Akagi in April 1942, the flagship of the Japanese carrier striking force which attacked Pearl Harbor, as well as Darwin, Rabaul, and Colombo, prior to the battle.
The main Japanese strike aircraft to be used were the Aichi D3A1 dive bomber and the Nakajima B5N2, which was capable of being used either as a torpedo bomber or as a level attack bomber. The main carrier fighter was the fast and highly maneuverable Mitsubishi A6M2 Zero. However, the carriers of the Kido Butai were suffering from a shortage of frontline aircraft. For various reasons, production of the D3A had been drastically reduced, while that of the B5N had been stopped completely. As a consequence, there were none available to replace losses. This also meant that many of the aircraft being used during the June 1942 operations had been operational since late November 1941; although well maintained, they were almost worn out and had become increasingly unreliable. These factors meant that all carriers had less than their normal aircraft complement and few spare aircraft.

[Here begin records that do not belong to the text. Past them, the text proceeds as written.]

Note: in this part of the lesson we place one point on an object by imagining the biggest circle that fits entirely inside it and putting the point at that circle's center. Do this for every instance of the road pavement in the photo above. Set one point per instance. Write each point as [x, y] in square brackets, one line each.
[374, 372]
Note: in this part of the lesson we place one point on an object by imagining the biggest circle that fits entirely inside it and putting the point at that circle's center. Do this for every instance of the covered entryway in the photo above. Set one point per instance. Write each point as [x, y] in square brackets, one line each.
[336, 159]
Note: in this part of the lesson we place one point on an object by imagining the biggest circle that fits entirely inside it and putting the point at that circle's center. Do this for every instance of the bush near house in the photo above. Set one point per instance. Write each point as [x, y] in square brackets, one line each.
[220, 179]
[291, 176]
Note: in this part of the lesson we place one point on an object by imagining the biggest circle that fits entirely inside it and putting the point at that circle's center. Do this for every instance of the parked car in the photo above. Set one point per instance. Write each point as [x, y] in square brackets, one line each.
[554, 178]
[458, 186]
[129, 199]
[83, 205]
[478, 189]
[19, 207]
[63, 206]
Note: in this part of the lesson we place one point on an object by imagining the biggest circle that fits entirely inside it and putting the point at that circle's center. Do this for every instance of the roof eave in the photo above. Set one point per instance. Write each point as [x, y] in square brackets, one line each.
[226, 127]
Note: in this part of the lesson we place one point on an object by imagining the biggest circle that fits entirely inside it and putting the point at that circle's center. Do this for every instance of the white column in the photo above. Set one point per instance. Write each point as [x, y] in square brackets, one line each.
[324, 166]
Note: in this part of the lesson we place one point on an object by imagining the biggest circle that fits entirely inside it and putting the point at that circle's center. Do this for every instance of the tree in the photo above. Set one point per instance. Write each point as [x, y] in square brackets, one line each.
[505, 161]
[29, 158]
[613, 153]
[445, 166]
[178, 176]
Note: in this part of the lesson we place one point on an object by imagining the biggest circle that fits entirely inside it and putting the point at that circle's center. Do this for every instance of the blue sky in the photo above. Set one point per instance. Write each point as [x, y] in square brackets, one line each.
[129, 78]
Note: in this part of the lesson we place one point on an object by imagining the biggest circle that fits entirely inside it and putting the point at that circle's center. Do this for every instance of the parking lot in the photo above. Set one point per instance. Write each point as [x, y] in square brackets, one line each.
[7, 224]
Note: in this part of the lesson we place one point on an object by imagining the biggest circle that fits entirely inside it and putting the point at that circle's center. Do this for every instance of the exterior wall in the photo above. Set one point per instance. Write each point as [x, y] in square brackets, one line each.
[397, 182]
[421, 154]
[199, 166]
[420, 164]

Japanese strategic scouting arrangements prior to the battle also fell into disarray. A picket line of Japanese submarines was late getting into position (partly because of Yamamoto's haste), which let the American carriers reach their assembly point northeast of Midway (known as "Point Luck") without being detected. A second attempt at reconnaissance, using four-engine Kawanishi H8K flying boats to scout Pearl Harbor prior to the battle (and thereby detect the absence or presence of the American carriers), part of "Operation K", was also thwarted when Japanese submarines assigned to refuel the search aircraft discovered that the intended refueling point—a hitherto deserted bay off French Frigate Shoals—was occupied by American warships (because the Japanese had carried out an identical mission in March). Thus, Japan was deprived of any knowledge concerning the movements of the American carriers immediately before the battle. Japanese radio intercepts also noticed an increase in both American submarine activity and message traffic. This information was in Yamamoto's hands prior to the battle. However, Japanese plans were not changed; Yamamoto, at sea on Yamato, did not dare inform Nagumo for fear of exposing his position and assumed incorrectly that Nagumo had received the same signal from Tokyo.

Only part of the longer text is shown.